Kendini Damgalama: Kendini Korumaya Hak Vermeyen Suçluluk
Kişisel Bakım akıl hastalığı söz konusu olduğunda yabancı bir konu değildir. Sadece kendi kendine bakım yapmakla kalmaz genel zihinsel sağlığınızı geliştirin, ancak mücadele ederken kendimize bakmanın ne kadar inanılmaz zor olabileceğinden, bir konuşma konusundan daha sık değildir. Yataktan kalkmak ya da uygun bir yemek yemek, tırmanmak için bir dağ gibi görünebilir. Öz bakımın daha ilginç yönlerinden biri, sanırım, Kendi kendine stigma ona bağlı; belki bir kere kendimize odaklanmayı bırakmalıyız diyen kendini damgalama.
Öz Bakım ve Suçluluk
Zihinsel sağlığımla mücadele ettiğim zamanlar, öz bakımımın ve öz bakım hakkının haklılık duygusunun pencereden çıktığı zamanlar var.
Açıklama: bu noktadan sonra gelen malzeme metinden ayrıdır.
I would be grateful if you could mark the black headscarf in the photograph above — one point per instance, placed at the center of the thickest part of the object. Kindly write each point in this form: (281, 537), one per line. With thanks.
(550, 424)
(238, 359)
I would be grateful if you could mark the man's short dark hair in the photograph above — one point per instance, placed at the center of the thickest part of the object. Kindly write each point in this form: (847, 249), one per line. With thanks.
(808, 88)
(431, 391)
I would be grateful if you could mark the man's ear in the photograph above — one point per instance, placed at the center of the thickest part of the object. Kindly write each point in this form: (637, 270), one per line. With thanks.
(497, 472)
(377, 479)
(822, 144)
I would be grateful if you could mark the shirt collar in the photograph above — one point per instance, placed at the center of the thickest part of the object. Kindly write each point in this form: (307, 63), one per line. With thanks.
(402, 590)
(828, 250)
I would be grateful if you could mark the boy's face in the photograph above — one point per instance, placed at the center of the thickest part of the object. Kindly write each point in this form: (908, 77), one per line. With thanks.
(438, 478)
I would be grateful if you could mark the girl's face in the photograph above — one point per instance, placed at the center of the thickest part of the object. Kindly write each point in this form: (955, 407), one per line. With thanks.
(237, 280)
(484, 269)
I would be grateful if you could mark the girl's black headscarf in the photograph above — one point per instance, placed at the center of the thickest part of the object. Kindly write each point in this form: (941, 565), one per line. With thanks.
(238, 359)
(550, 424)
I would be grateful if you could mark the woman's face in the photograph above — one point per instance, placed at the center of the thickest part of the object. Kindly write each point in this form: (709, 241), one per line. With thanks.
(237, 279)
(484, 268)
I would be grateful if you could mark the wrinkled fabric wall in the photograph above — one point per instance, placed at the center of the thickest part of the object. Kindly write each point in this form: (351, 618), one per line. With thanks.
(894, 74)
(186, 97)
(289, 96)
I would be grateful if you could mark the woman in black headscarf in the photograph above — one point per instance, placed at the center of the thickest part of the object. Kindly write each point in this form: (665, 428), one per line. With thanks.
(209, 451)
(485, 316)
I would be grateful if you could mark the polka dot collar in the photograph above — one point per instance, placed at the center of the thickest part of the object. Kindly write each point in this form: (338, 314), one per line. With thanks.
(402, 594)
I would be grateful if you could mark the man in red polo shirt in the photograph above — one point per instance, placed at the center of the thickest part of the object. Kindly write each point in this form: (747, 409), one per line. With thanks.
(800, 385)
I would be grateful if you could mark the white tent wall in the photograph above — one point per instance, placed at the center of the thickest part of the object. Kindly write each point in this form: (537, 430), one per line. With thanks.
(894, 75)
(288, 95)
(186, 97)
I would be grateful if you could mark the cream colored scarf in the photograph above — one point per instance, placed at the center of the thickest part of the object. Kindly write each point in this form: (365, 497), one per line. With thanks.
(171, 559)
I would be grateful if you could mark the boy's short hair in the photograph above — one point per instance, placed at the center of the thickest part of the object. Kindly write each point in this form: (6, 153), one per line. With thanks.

Kendimi iyileştirmek için ne yapmam gerektiğini düşünmek yerine, olduğum her şeyi düşünmeye başlıyorum ihmal etmek, ya da yardım etmek istediğim diğer insanları, ya da bazı şeylerin yarattığı kıvrımlı düşünceler bile var sevmek depresyon buna değmeyeceğimi söylüyor.
Bu son düşünceleri açıklamak gerçekten zor. Diğer ikisi, mücadele etmeyen anlarımda bile bana mantıklı geliyor, çünkü çoğunlukla her zaman alışkanlığım var
başkalarını kendimin önüne koyuyorum. Zor bir gün geçirdiğimde, vokal yapma ihtimalim daha düşüktür çünkü başka birinin de mücadele ettiğini ve yüklerinin onların üstüne yüklenmesine gerek olmadığını biliyorum. Bu belki de diğer bloglarımda söylediğimle çelişkili görünüyor akran desteği, ancak kesinlikle akran desteği ayarında olmadığımda, yaşadıklarımı ifade etmek zorlaşıyor.Tüm bunlara kendi kendini damgalama diyorum çünkü dış damgalama gibi bu doğru değil ve beni tutuyor zihinsel sağlığımı, özellikle de ilgilenmeyi hak etmediğim hissini geliştirmekten kendim.
Genel olarak, öz bakım bazen hisseder, iyi, bencil. Her zaman kendi zihnimizin içindeyken ve sürekli olarak akıl hastalığıyla uğraşırken, kendimizi ilgilendiren her şeyi bencil bir şey olarak görmek zor. Yapmamız gereken şey bencilce kelimeye bağlı olumsuzluklardan kurtulmak.
Kişisel Bakım Suçsuz Bir Faaliyettir
Kısacası, kişisel bakım ve bencil değil, en azından kötü bir şekilde değil.
Diğer insanlara yardım etmek istediğimiz kadar, kendimizi şarj etmeden tamamen boşaltırsak, onlara verecek hiçbir şeyimiz olmaz. Esasen, hayatımızdaki önemli insanlara düzgün bir şekilde bakmak ve onlara bakmak için kendimize dikkat etmeliyiz.
“Boş bir bardaktan dökemezsiniz” gibi bir şey söyleyen bir söz vardır. Boşaldığımızda kimseye fazla bir şey değiliz, değil mi? Öyleyse o anı, günü veya şarj edip ayağınıza geri dönmeniz gerektiği sürece.
Kendimize bakmayı hak etmemeye dair akıl hastalığı tarafından körüklenen düşünceler söz konusu olduğunda, bunlar da doğru değildir. Zihinsel hastalıklarla ilgili olan şey bizi hasta tutmaktan hoşlanmalarıdır, çünkü etrafta dolaşmalarına izin verir. Beynimizin hasta kısmı beynimizin diğer kısımları kadar hayatta kalmak için savaşıyor; savaşı sağlığımıza daha zararlıdır. Düşman olduğunu söyleyemem, ama kesinlikle birlikte çalışmayı öğrenmemiz gereken bir şeydir, böylece değersiz hissetme çukurlarına sıkışmamalıyız.
Biz değersiz değiliz ve kesinlikle kendimizle ilgilenmeyi hak ediyoruz.